Bashō no yōna, December 2021, remembering Rachel Carson

In the Cretaceous era (145 to 66 million years ago), the central part of the United States was an inland sea.

The vast Flint Hills
an inland sea
of waving grass

Bashō no yōna, December 2021

Willa Cather gave the best descriptions of the Flint Hills in My Antonia.

The red prairie grass
Like wine-stains
On a golden cloth

Willa Cather, My Antonia

Years pass on the Flint Hills and not much changes. This past autumn, I drove through Red Cloud, Nebraska where Willa Cather grew up. It is a farming community and not much has changed since Willa lived there.

“The windy springs
and the blazing summers,
one after another”

Willa Cather, My Antonia

Cather’s full text:

“The windy springs and the blazing summers, one after another, had enriched and mellowed that flat tableland; all the human effort that had gone into it was coming back in long, sweeping lines of fertility. The changes seemed beautiful and harmonious to me; it was like watching the growth of a great man or of a great idea. I recognized every tree and sandbank and rugged draw. I found that I remembered the conformation of the land as one remembers the modelling of human faces.”

But I am not sure that all the changes are in harmony with Nature.

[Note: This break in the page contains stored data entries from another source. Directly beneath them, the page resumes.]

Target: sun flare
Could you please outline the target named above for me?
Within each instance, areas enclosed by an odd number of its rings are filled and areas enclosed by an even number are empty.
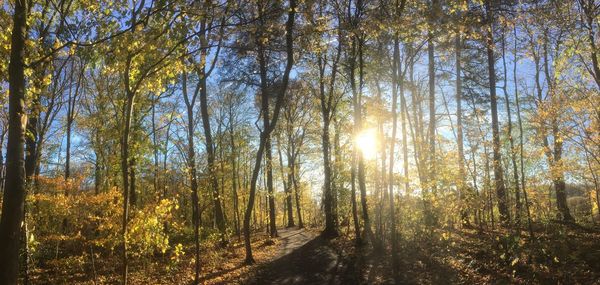
[[[356,136],[356,145],[366,159],[373,159],[377,155],[377,133],[374,129],[361,131]]]

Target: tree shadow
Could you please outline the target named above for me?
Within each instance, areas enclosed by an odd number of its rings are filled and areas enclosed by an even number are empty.
[[[219,271],[216,271],[216,272],[212,272],[212,273],[206,274],[206,275],[200,277],[200,282],[203,283],[203,282],[206,282],[208,280],[211,280],[211,279],[223,276],[223,275],[225,275],[227,273],[236,271],[236,270],[238,270],[238,269],[240,269],[242,267],[244,267],[244,265],[243,264],[239,264],[239,265],[236,265],[235,267],[232,267],[232,268],[227,268],[227,269],[223,269],[223,270],[219,270]]]
[[[329,240],[318,236],[291,253],[261,265],[245,284],[357,284],[352,282],[356,274],[348,270],[354,266],[347,261]]]

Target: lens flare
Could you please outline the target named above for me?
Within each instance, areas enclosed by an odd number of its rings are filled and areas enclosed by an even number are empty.
[[[356,146],[366,159],[374,159],[377,155],[377,133],[374,129],[361,131],[355,139]]]

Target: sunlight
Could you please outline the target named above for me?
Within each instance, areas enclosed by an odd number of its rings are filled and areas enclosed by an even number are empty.
[[[361,131],[356,136],[356,145],[366,159],[374,159],[377,154],[377,132],[375,129]]]

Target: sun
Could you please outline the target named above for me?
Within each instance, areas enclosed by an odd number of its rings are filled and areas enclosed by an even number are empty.
[[[374,159],[377,155],[377,133],[374,129],[361,131],[355,138],[356,146],[366,159]]]

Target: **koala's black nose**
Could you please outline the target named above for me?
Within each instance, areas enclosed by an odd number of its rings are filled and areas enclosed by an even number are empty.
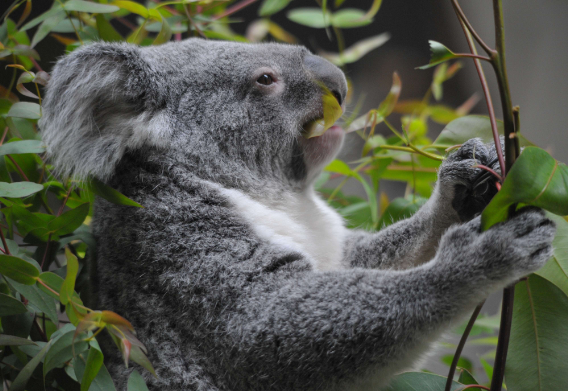
[[[347,95],[347,81],[341,69],[326,59],[314,56],[313,54],[308,54],[304,57],[304,65],[316,80],[322,82],[329,88],[341,105]]]

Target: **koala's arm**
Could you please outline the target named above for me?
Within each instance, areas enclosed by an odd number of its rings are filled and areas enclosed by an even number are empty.
[[[499,171],[495,157],[493,145],[479,139],[466,142],[442,163],[432,197],[412,217],[374,234],[350,231],[344,264],[402,270],[432,259],[444,232],[481,212],[495,194],[490,181],[474,188],[483,173],[475,165],[492,165]]]
[[[235,343],[229,366],[278,389],[322,389],[364,379],[368,370],[384,381],[482,297],[551,255],[554,227],[540,211],[525,210],[485,233],[479,224],[450,228],[433,260],[410,270],[263,276],[227,324]]]

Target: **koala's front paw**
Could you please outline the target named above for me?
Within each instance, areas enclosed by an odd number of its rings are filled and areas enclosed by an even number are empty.
[[[541,209],[525,207],[508,221],[481,232],[480,217],[448,230],[440,251],[448,267],[513,282],[540,269],[552,256],[556,232]]]
[[[442,163],[438,182],[440,191],[451,192],[452,207],[461,221],[469,221],[480,213],[497,193],[495,177],[476,168],[484,165],[500,172],[493,143],[481,139],[468,140]]]

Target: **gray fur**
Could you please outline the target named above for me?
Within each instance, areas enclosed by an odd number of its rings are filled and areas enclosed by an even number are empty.
[[[93,282],[98,306],[128,318],[148,347],[151,390],[377,389],[551,255],[554,225],[538,210],[483,233],[470,220],[473,159],[494,154],[478,140],[443,163],[414,217],[350,232],[343,269],[317,271],[309,254],[257,235],[219,189],[277,208],[333,157],[310,165],[300,131],[321,115],[313,79],[342,98],[345,79],[310,56],[198,39],[100,43],[53,70],[41,128],[58,170],[107,179],[145,206],[96,201]],[[280,90],[255,86],[263,67]],[[115,348],[106,356],[125,390],[130,370]]]

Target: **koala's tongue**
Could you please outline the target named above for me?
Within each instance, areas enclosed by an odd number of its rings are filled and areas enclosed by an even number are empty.
[[[343,108],[335,96],[328,90],[323,90],[322,94],[323,118],[311,121],[304,127],[304,137],[312,138],[324,134],[333,124],[343,115]]]

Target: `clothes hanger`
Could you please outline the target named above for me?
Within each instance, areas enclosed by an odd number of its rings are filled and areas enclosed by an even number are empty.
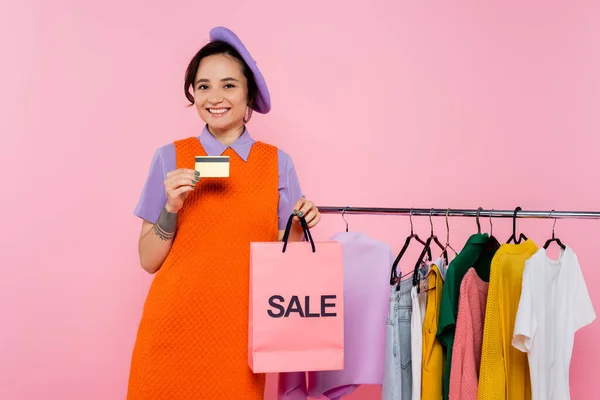
[[[444,257],[444,261],[446,261],[446,265],[448,265],[448,251],[446,250],[446,247],[439,241],[438,237],[433,234],[433,221],[431,219],[432,214],[433,214],[433,208],[429,211],[429,225],[431,225],[431,235],[428,238],[429,244],[431,244],[431,240],[433,240],[435,242],[435,244],[438,245],[438,247],[442,250],[442,256]],[[448,211],[446,211],[446,215],[448,215]],[[448,220],[446,219],[446,222],[447,221]],[[448,225],[446,225],[446,227],[448,227]],[[448,235],[449,235],[449,232],[448,232]],[[429,256],[429,261],[432,261],[431,254],[429,254],[428,256]]]
[[[492,225],[492,213],[493,212],[494,212],[494,209],[492,208],[492,211],[490,211],[490,238],[488,239],[488,242],[486,244],[484,251],[489,251],[490,249],[494,249],[494,251],[495,251],[496,249],[498,249],[498,247],[500,247],[500,242],[498,242],[498,239],[496,239],[496,236],[494,236],[494,226]]]
[[[514,244],[520,244],[522,240],[528,240],[527,236],[525,236],[522,232],[519,235],[519,239],[517,240],[517,213],[521,210],[522,210],[521,207],[515,208],[515,212],[513,214],[513,233],[506,241],[507,244],[510,243],[511,241]]]
[[[444,245],[440,243],[439,239],[433,232],[433,221],[431,219],[431,215],[433,214],[433,208],[429,211],[429,224],[431,225],[431,234],[425,241],[425,247],[421,251],[421,255],[419,256],[417,263],[415,264],[415,268],[413,269],[413,286],[417,286],[417,293],[420,293],[420,285],[419,285],[419,268],[424,261],[425,255],[427,254],[429,257],[429,261],[431,261],[431,242],[435,242],[440,249],[442,249],[442,254],[444,256],[444,261],[446,261],[446,265],[448,265],[448,252],[444,249]]]
[[[481,213],[481,211],[483,210],[482,207],[479,207],[477,209],[477,221],[479,221],[479,215]],[[494,210],[492,209],[490,211],[490,215],[489,215],[489,221],[490,221],[490,236],[488,238],[488,240],[485,242],[485,244],[483,245],[483,249],[481,249],[481,253],[479,253],[479,257],[477,257],[477,261],[475,261],[473,263],[473,266],[475,267],[475,271],[477,272],[477,275],[479,275],[479,278],[481,278],[481,280],[483,280],[484,282],[489,282],[490,280],[490,264],[489,263],[483,263],[482,260],[487,258],[489,259],[490,256],[493,257],[494,254],[496,254],[496,251],[500,248],[500,242],[498,242],[498,239],[496,239],[496,237],[493,235],[494,232],[494,226],[492,225],[492,214],[493,214]],[[481,234],[481,228],[480,228],[480,224],[477,224],[477,228],[478,228],[478,233]]]
[[[484,248],[484,253],[489,252],[489,251],[494,251],[494,253],[496,252],[496,250],[498,250],[498,248],[500,247],[500,242],[498,241],[498,239],[496,239],[496,236],[494,236],[494,226],[492,225],[492,213],[494,212],[494,209],[492,208],[492,211],[490,211],[490,238],[488,239],[485,248]]]
[[[458,256],[458,253],[456,252],[456,250],[454,250],[454,248],[450,245],[450,224],[448,223],[448,214],[450,213],[450,209],[446,209],[446,244],[444,245],[442,252],[440,253],[440,255],[438,257],[442,257],[444,255],[444,251],[446,251],[447,249],[451,249],[454,252],[454,257]],[[446,254],[447,256],[447,254]],[[448,268],[448,263],[446,262],[446,268]],[[426,280],[427,277],[429,277],[429,274],[431,273],[431,269],[429,271],[427,271],[427,274],[425,274],[425,276],[423,277],[423,280]],[[441,271],[440,271],[441,273]],[[427,281],[428,282],[428,281]],[[422,291],[422,293],[427,293],[431,290],[435,290],[435,286],[433,287],[428,287],[426,290]]]
[[[450,212],[450,209],[448,208],[446,210],[446,244],[442,248],[442,252],[440,253],[440,255],[438,257],[443,256],[444,255],[444,251],[446,251],[447,249],[450,249],[450,250],[452,250],[454,252],[454,257],[456,257],[458,255],[458,253],[456,252],[456,250],[454,250],[454,248],[450,245],[450,224],[448,223],[448,213],[449,212]]]
[[[347,210],[348,208],[349,208],[349,207],[346,207],[346,208],[344,208],[344,209],[342,210],[342,219],[343,219],[343,220],[344,220],[344,222],[346,223],[346,232],[348,232],[348,221],[346,221],[346,217],[344,217],[344,214],[346,213],[346,210]]]
[[[400,253],[396,257],[396,260],[394,260],[394,264],[392,265],[392,272],[391,272],[391,276],[390,276],[390,285],[395,285],[400,282],[400,279],[398,278],[398,273],[397,273],[398,264],[400,263],[402,256],[404,256],[404,253],[406,253],[406,250],[408,249],[408,246],[410,245],[410,242],[412,241],[412,239],[415,239],[418,243],[421,243],[423,246],[425,246],[425,242],[419,237],[419,235],[417,235],[413,231],[412,213],[413,213],[413,209],[411,208],[410,213],[408,214],[408,217],[410,219],[410,235],[404,241],[404,246],[402,246],[402,250],[400,250]],[[428,254],[431,257],[431,251],[429,251]],[[411,273],[412,273],[412,271],[411,271]],[[398,289],[400,289],[399,286],[398,286]]]
[[[553,212],[554,212],[554,210],[550,211],[549,218],[552,218]],[[550,246],[550,243],[556,242],[556,244],[558,244],[563,250],[565,250],[567,247],[560,241],[559,238],[554,237],[554,227],[555,226],[556,226],[556,217],[554,217],[554,224],[552,225],[552,237],[546,241],[546,243],[544,244],[544,249],[547,249],[548,246]]]

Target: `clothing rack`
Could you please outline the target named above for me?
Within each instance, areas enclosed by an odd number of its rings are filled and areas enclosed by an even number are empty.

In his famous travelogue, Oku no Hosomichi, Matsuo Basho spoke of the passing of time:

The months and days are the travelers of eternity. The years that come and go are also voyagers. Those who float away their lives on ships or who grow old leading horses are forever journeying, and their homes are wherever their travels take them. Many of the men of old died on the road, and I too for years past have been stirred by the sight of a solitary cloud drifting with the wind to ceaseless thoughts of roaming.